Intervention in deepwater subsea completions is a costly proposition. It is not just the cost of intervention, but also the lost production and increased risk of damaging the wellbore. The reasons for intervening are many, but can involve scale buildup and the need to perform some type of wireline operation. Solid inhibitors are now being added during frac pack treatments to prevent water production scale deposits. To reduce the need for wireline, intelligent completion technology is gaining favor. The first two completions in the Gulf of Mexico were installed during 1999. The remote control of the downhole valves eliminates the risks and intervention cost for shifting sleeves in selective completions.

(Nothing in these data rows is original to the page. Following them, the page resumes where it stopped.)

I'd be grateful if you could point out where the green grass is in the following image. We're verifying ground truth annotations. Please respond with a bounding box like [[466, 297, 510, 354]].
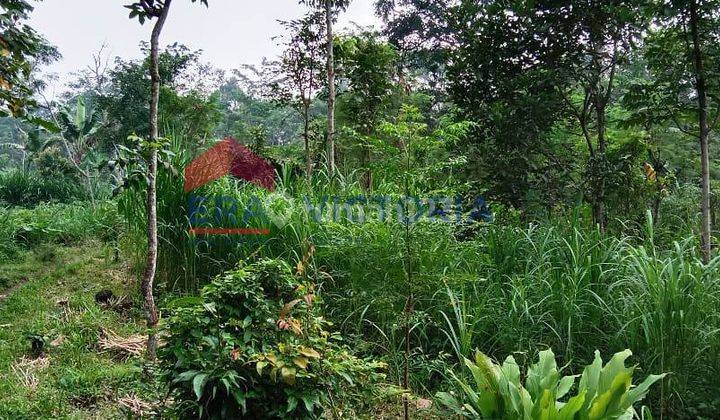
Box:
[[0, 242, 153, 419]]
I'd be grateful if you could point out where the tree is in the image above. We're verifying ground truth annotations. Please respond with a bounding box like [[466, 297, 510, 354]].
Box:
[[377, 0, 647, 228], [335, 32, 398, 189], [269, 12, 324, 180], [300, 0, 350, 179], [624, 0, 720, 263], [0, 0, 60, 125], [56, 96, 100, 206], [95, 43, 221, 152], [126, 0, 207, 360]]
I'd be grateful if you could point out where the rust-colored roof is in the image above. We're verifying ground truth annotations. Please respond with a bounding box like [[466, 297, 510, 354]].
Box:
[[184, 138, 275, 192]]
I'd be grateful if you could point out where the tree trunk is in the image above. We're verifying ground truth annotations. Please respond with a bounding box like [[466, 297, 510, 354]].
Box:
[[325, 0, 335, 179], [140, 0, 172, 360], [593, 101, 607, 232], [690, 0, 711, 264], [303, 99, 312, 182]]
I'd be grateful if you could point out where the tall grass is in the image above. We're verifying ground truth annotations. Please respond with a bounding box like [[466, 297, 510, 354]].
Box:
[[115, 133, 720, 413], [0, 202, 121, 261], [0, 170, 87, 207], [313, 212, 720, 414]]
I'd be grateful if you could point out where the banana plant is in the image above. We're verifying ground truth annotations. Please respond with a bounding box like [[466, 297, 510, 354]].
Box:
[[437, 350, 665, 420], [56, 96, 100, 205]]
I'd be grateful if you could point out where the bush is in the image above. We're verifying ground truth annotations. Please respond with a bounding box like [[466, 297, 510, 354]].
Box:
[[0, 170, 86, 207], [160, 259, 384, 418], [438, 350, 665, 419]]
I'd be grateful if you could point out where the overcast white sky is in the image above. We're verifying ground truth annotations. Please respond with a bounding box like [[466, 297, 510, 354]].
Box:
[[30, 0, 379, 90]]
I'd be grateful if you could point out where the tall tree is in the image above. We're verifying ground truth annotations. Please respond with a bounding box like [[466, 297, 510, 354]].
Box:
[[624, 0, 720, 263], [0, 0, 60, 122], [269, 12, 325, 180], [126, 0, 207, 360], [335, 32, 398, 189], [301, 0, 351, 179]]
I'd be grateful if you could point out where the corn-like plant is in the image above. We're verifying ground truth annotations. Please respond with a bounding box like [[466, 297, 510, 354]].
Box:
[[437, 350, 665, 420]]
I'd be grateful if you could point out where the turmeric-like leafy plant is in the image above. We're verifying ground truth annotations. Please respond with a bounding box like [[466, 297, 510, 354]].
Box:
[[437, 350, 665, 420]]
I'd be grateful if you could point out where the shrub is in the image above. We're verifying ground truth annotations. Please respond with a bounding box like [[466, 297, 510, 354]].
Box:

Environmental compliance is part of the business model of both operators and service providers. One upstream operator has a goal of "zero" discharge by the year 2005. Collecting and transporting fluids back to shore for disposal is an added operational expense. A seawater-based fluid system is now available with a formulation that is environmentally acceptable in the Gulf of Mexico. A liquid gel concentrate and surfactant were developed to pass US government regulations, without sacrificing the mix on the fly benefit of the original fluid.
As the industry develops both the moderate and larger billion bbl reservoirs, a complete understanding of the reservoir geology to optimize well placement is essential. Large mono-bore completions will be required to maximize production and reserve recovery from some large reservoirs. Mono-bore completions for 7- in. and 9 5/8-in. will be required to reached the >50,000 b/d oil and >100 MMcf/d gas pro duction rates. Completing extended reach wells with lengths > 30,000 ft will require smart tool assemblies that can perform multiple tasks to reduce cycle time.

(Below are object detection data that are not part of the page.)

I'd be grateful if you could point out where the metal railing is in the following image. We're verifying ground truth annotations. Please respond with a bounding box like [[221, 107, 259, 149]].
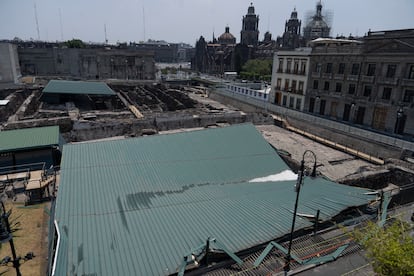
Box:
[[213, 89, 414, 151]]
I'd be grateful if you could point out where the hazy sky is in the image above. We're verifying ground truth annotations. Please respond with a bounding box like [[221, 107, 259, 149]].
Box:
[[0, 0, 414, 45]]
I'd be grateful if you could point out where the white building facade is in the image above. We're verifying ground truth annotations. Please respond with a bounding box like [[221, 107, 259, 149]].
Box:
[[269, 48, 312, 111]]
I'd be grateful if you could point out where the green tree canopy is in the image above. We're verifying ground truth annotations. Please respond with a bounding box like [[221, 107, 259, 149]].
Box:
[[65, 38, 85, 48], [353, 220, 414, 275]]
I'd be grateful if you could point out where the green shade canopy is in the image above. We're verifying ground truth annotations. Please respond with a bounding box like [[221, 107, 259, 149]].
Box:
[[55, 124, 372, 275]]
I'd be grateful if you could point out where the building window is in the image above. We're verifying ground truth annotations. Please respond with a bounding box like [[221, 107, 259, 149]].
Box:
[[351, 63, 359, 75], [403, 90, 414, 103], [385, 64, 397, 78], [277, 58, 283, 73], [300, 61, 306, 75], [364, 85, 372, 97], [291, 80, 296, 93], [382, 87, 392, 100], [298, 81, 303, 94], [348, 83, 355, 94], [276, 78, 282, 90], [285, 79, 289, 91], [313, 80, 319, 89], [289, 97, 295, 108], [315, 63, 322, 73], [338, 63, 345, 75], [293, 60, 299, 74], [367, 63, 376, 76], [296, 98, 302, 110], [408, 65, 414, 80], [325, 63, 332, 74], [335, 82, 342, 93], [286, 59, 292, 73]]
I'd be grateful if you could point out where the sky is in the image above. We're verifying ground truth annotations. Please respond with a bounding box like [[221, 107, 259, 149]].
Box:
[[0, 0, 414, 46]]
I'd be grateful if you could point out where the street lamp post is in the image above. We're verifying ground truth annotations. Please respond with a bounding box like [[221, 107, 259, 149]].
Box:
[[284, 150, 316, 275]]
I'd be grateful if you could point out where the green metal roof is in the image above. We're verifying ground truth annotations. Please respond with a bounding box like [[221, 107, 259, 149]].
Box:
[[55, 124, 372, 275], [0, 126, 64, 152], [43, 80, 116, 95]]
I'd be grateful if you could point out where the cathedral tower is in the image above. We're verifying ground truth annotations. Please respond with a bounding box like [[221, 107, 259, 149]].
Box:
[[240, 3, 259, 46]]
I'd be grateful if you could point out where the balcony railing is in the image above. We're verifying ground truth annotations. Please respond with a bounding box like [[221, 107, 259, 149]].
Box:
[[362, 76, 375, 83], [312, 72, 321, 78], [378, 77, 398, 85], [322, 73, 332, 79], [401, 79, 414, 86], [346, 75, 358, 81]]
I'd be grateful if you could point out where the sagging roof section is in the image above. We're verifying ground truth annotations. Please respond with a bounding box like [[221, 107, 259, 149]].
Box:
[[55, 124, 372, 275], [0, 126, 64, 153], [43, 80, 116, 96]]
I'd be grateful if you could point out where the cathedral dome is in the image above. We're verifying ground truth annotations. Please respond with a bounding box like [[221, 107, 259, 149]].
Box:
[[218, 27, 236, 44]]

Placing power generation downhole will eliminate the need for hydraulic and instrument lines thereby simplifying tubing running. Improvements in fiber optic and acoustic telemetry communication will further enhance communication reliability. The ability to have real-time information and control of a well, even in remote locations is rapidly becoming a reality. Recent advancements in artificial intelligence and neural network technology could also lead to the development of intelligent agents that can detect potential problems and provide solutions without significant human interaction.